THE report of the Liturgical Advisory Committee, received by the General Synod, highlights the committee’s ongoing work with the Church of Ireland Historical Centenaries Working Group in providing liturgies pertinent to the decade of centenaries. It also focuses on the supplement to the church hymnal Thanks and Praise, which was launched in September, and work on the Companion and a CD, which are progressing towards publication.
Proposing the report, the Bishop of Down & Dromore, the Rt Revd Harold Miller, drew attention to the committee’s plans for the future, and, specifically, work on a potential Morning Prayer Three and a series of Collects of the Word. He said that the committee would reprint the Book of Common Prayer this year, as stocks had run out.
The Revd Gary McMurray (Clogher) recommended an app and website, PrayerMate, for daily prayer points, which can be downloaded from mobile phones, Facebook, and Twitter.
In reply, Bishop Miller supported people being innovative, but encouraged them to do so in a liturgically sensitive way. Many modern songs were quite complex, he said, and he hoped that the CD would clarify this. He said that the Church of England used monitors rather than screens. “If Cranmer was around now, he would probably be using PowerPoint.”
CHANGES by governments in both jurisdictions of Ireland regarding the administration of charities led to the bringing of a Bill before the Synod to clarify the legal obligations of select-vestry members to comply with the Charities Acts in both the Irish Republic and Northern Ireland.
A working group had received several queries regarding changes to the Acts relating to trustee responsibilities of select-vestry members.
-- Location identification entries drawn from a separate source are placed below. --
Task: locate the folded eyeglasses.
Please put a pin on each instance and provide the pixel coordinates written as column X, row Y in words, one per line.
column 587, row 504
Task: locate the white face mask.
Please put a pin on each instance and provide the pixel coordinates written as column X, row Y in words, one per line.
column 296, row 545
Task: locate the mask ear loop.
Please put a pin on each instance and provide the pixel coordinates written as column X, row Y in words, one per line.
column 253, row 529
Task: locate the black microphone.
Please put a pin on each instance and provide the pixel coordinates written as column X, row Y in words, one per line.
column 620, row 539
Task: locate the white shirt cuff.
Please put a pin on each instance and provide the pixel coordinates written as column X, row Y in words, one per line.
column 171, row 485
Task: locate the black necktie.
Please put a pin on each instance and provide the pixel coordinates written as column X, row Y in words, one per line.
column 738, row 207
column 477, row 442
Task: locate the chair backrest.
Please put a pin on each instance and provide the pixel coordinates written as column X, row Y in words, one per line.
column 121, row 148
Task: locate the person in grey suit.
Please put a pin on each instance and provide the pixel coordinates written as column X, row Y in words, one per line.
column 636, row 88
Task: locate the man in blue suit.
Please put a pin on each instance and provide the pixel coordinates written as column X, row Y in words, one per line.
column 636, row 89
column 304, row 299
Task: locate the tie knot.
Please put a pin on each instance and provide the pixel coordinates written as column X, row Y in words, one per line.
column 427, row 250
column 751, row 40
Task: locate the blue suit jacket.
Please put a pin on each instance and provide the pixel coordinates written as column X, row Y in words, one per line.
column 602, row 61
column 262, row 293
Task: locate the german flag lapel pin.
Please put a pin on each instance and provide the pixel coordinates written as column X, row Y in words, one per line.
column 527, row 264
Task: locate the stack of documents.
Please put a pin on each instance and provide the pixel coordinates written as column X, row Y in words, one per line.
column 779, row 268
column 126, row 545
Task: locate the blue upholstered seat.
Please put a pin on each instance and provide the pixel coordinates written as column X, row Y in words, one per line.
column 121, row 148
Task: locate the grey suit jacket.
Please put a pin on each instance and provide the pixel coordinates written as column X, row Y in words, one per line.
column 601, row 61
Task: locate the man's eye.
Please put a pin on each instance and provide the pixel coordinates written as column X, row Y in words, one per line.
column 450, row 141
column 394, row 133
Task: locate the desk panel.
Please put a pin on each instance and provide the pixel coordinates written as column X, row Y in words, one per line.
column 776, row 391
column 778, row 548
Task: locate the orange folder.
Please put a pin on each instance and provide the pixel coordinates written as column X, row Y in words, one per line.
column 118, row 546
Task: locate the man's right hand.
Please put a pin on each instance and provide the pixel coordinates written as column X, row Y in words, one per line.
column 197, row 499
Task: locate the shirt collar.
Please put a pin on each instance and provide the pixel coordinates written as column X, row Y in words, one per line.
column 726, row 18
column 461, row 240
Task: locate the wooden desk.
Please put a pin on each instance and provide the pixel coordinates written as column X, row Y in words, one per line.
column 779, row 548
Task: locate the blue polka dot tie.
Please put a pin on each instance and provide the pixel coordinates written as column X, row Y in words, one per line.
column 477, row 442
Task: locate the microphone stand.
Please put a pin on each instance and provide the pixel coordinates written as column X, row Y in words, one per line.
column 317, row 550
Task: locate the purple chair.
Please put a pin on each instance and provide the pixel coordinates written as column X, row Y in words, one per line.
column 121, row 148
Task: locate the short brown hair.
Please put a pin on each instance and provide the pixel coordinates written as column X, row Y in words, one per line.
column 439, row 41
The committee decided that it was important that the legal obligation of vestry members to comply with such legislation should be clarified by decisions at the General Synod.
The Charities Registration Monitoring Working Group highlighted some practical issues in registrations, and these were the points on which direction was sought at the Synod.
The Bill makes clear the statutory obligation on all members of a select vestry, both clerical and lay, to register according to the laws as amended, and that failure of clergy to execute any documentation required under the Act could be liable to exclusion from a select vestry until compliance was achieved.
The Bill was passed.
Common Vision endorsed
A MOTION endorsing the Church of Ireland’s response to the World Council of Churches’ document The Church: Towards a common vision was passed by the General Synod.
The motion asked the Synod to adopt the Church of Ireland’s response, as endorsed by the Commission for Christian Unity and Dialogue and received by Standing Committee. The document was produced by the World Council of Churches’ (WCC’s) Faith and Order Commission.
Proposing the motion, Sam Harper (Cashel) said that the document grew out of several years of work by the WCC’s Faith and Order Group. Joanne Martin (Connor) sought clarifications on the Church of Ireland response.
Mr Harper said that the Church of Ireland response to the document was to consider and work towards agreement. The motion was carried.
Greetings from Presbyterian Church
A FORMER Moderator, the Revd Dr Norman Hamilton, brought greetings from the Presbyterian Church to the Synod. He talked about high-profile lobbying. “If we are not lobbyists in the public square, what are we doing in the public square?” he asked.
He said that everyone should be pastors in their community — at council, parliamentary, and legislative level. He also said that there was not space for a Methodist, a Church of Ireland, and a Presbyterian view on education in the Republic, and much could be gained from working together.